そうした法人ガソリンカードとしては以下のようなものがあります。

JCB法人カード

ガソリンだけに使えるカードではなく、あらゆる支払いに活用できる法人カードとしてJCB法人カードがあります。JCB法人カードに申し込むと、エッソ・モービル・ゼネラルコーポレートカードを発行することができます。

JCB法人カードを発行した場合、追加でエッソ・モービル・ゼネラルコーポレートカードを作ることができます。エッソ・モービル・ゼネラルコーポレートカードはガソリン代の支払いだけができるカードです。

エッソ・モービル・ゼネラルコーポレートカードを活用すれば、ガソリンを会員価格で給油することができます。会員価格であれば、1Lあたり2~3円ほど値段が安くなります。

このときは全国約3,400のエッソ、モービル、ゼネラルのサービスステーションで給油することができます。エネオスに比べると店舗数は少ないですが、ガソリン代のことを考えるとお得になります。

さらに、「計量器にかざす(タッチする)だけで支払える」というスピードパスもついています。ポイント還元率は0.5%なので、ガソリン代支払いによるポイント付与もあります。

JCB法人カードは年会費1,250円(初年度無料)です。これに加えてエッソ・モービル・ゼネラルコーポレートカードを発行する場合、年会費はカード1枚につき96円です。年会費は必要になるものの、給油代が安くなってポイントも付与されるため、結果的にお得になります。

もちろん法人ETCカードも無料で発行できます。あらゆる特典がついているため、経費削減などの観点からおすすめできる法人カードです。

ETC協同組合のガソリンカード

エネオス ガソリンカードと同じように年会費が無料であり、給油のみで使用可能な法人カードとして「ETC協同組合のガソリンカード」があります。
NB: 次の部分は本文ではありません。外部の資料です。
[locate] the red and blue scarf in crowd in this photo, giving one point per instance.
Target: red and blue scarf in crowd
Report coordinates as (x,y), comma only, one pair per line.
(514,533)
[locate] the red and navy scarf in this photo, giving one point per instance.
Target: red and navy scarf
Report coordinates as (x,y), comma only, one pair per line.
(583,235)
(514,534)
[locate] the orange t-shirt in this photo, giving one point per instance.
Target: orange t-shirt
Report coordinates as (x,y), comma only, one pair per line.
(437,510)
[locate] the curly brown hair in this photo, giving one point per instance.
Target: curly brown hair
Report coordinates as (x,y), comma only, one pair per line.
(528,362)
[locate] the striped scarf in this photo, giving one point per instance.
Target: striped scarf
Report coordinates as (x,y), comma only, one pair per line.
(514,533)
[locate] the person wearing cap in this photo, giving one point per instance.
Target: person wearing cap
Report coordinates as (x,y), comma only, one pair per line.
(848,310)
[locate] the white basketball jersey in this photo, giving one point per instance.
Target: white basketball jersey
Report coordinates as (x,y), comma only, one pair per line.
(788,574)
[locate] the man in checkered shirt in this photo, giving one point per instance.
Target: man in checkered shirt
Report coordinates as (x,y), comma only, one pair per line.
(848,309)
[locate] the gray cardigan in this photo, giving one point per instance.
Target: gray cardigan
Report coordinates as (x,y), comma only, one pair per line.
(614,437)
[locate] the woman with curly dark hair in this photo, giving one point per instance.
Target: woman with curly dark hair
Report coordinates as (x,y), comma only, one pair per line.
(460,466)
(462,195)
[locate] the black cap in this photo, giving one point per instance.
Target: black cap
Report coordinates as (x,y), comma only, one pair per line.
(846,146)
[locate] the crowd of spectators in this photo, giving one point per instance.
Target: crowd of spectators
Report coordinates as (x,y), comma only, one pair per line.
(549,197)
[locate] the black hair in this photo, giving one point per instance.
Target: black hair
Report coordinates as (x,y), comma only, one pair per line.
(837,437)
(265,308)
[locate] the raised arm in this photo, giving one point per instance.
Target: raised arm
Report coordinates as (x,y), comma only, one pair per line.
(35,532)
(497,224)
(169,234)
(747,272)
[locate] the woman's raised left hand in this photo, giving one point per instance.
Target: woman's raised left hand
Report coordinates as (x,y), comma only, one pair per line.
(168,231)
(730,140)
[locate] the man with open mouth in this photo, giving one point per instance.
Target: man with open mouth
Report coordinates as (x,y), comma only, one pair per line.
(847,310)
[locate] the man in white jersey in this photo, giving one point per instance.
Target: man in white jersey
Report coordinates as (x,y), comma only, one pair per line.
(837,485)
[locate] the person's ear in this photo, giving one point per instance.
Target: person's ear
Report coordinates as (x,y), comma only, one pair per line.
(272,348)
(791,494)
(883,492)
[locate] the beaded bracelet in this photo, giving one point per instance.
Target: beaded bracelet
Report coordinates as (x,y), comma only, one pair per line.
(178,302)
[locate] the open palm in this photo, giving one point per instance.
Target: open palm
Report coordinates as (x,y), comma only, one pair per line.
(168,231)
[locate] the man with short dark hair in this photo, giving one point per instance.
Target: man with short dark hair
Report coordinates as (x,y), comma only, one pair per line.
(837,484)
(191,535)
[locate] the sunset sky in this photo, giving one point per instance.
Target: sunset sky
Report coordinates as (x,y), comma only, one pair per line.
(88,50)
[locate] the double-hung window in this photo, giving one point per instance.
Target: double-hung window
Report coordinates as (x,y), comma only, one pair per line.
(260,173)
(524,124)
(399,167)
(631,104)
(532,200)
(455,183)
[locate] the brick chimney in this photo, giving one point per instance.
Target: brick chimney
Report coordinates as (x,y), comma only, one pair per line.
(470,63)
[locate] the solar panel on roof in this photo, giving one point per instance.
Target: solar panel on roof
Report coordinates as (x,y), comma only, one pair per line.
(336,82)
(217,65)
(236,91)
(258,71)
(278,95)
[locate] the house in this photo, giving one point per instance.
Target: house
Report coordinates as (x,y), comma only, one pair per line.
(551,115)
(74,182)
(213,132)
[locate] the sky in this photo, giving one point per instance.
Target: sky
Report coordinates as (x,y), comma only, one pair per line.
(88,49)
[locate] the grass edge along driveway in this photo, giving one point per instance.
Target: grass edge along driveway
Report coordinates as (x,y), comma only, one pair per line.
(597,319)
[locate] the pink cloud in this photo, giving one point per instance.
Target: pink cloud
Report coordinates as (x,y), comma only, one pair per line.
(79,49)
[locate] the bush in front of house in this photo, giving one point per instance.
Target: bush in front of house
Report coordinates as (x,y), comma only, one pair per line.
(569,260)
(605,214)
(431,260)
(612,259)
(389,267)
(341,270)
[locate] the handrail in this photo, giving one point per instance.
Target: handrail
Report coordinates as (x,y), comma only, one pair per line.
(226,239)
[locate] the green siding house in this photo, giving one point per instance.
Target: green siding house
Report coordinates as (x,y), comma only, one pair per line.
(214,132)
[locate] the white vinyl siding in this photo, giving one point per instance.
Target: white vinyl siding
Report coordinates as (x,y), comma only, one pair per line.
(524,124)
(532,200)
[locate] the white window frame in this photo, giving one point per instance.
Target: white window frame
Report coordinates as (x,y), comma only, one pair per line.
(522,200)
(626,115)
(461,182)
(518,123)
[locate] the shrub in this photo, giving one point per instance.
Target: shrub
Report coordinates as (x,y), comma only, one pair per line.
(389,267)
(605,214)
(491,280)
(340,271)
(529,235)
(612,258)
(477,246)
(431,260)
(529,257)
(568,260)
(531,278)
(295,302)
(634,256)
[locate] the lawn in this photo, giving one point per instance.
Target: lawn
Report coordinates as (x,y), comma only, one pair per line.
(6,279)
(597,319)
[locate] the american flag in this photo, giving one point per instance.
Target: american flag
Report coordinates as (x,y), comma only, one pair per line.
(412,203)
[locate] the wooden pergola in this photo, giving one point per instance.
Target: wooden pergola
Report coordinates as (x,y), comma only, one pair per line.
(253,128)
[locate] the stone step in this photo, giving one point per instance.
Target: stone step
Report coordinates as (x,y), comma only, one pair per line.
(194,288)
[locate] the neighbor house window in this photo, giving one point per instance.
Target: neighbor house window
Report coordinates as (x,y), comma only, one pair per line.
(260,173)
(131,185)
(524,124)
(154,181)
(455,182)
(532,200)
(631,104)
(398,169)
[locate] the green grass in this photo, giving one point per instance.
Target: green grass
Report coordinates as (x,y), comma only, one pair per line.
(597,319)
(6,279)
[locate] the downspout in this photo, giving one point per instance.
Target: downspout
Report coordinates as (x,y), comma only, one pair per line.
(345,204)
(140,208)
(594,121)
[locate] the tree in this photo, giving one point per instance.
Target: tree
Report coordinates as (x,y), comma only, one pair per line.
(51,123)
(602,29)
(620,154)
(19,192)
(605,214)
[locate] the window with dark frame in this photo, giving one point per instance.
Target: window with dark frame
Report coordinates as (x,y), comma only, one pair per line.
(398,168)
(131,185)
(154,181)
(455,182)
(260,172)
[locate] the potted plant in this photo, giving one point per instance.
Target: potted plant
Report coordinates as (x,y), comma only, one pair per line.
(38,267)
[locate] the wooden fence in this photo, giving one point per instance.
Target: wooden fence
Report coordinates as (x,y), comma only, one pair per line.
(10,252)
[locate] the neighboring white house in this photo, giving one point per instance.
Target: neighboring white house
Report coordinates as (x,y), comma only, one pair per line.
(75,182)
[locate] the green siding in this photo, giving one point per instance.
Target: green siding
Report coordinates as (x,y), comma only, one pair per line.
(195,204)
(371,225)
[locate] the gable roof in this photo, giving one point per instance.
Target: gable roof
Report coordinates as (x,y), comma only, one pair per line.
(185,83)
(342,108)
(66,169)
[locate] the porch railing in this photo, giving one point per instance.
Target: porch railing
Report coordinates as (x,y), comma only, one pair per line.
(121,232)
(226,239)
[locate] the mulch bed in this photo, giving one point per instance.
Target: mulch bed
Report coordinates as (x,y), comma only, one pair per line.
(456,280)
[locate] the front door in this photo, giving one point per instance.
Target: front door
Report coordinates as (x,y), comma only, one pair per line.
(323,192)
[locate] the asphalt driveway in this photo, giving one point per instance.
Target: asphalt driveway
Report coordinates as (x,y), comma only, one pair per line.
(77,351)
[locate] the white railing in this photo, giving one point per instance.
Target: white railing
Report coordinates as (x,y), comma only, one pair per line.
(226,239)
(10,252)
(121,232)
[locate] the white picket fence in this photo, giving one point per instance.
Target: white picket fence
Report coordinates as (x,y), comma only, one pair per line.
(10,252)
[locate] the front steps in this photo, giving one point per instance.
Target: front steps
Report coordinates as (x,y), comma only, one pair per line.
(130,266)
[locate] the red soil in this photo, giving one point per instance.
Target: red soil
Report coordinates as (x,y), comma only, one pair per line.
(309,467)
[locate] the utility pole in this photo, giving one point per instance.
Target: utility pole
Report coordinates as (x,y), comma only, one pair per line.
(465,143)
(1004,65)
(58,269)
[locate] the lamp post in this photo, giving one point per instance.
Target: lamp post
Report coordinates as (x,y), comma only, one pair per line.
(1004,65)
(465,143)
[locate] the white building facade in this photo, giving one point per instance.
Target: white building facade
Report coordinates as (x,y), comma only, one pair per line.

何枚でも発行することができ、さらにはクレジット機能がないので、クレジット審査なしで審査に通過します。ただ、使用分は後で合算されて請求されるため、経費処理はかなりスムーズになります。

エネオスか出光から選ぶことができ、どちらのガソリンカードを発行しても問題ありません。全国統一価格で給油でき、エネオス ガソリンカードのように「ガソリン価格の低下により、普通に給油するよりも値段が高くなった」などのような謎の現象は起こりません。

ただ、高速道路の給油所については全国統一価格ではないため、この点については注意する必要があります。ガソリン・軽油の給油だけに活用でき、洗車やオイル交換には使用できないため、純粋にガソリン代の支払いだけ可能なカードです。

最初に出資金として1万円は必要になるものの、これは解約時に返ってくるお金です。そのため、実質的に完全無料で何枚でも法人ガソリンカードを発行できるというメリットがあります。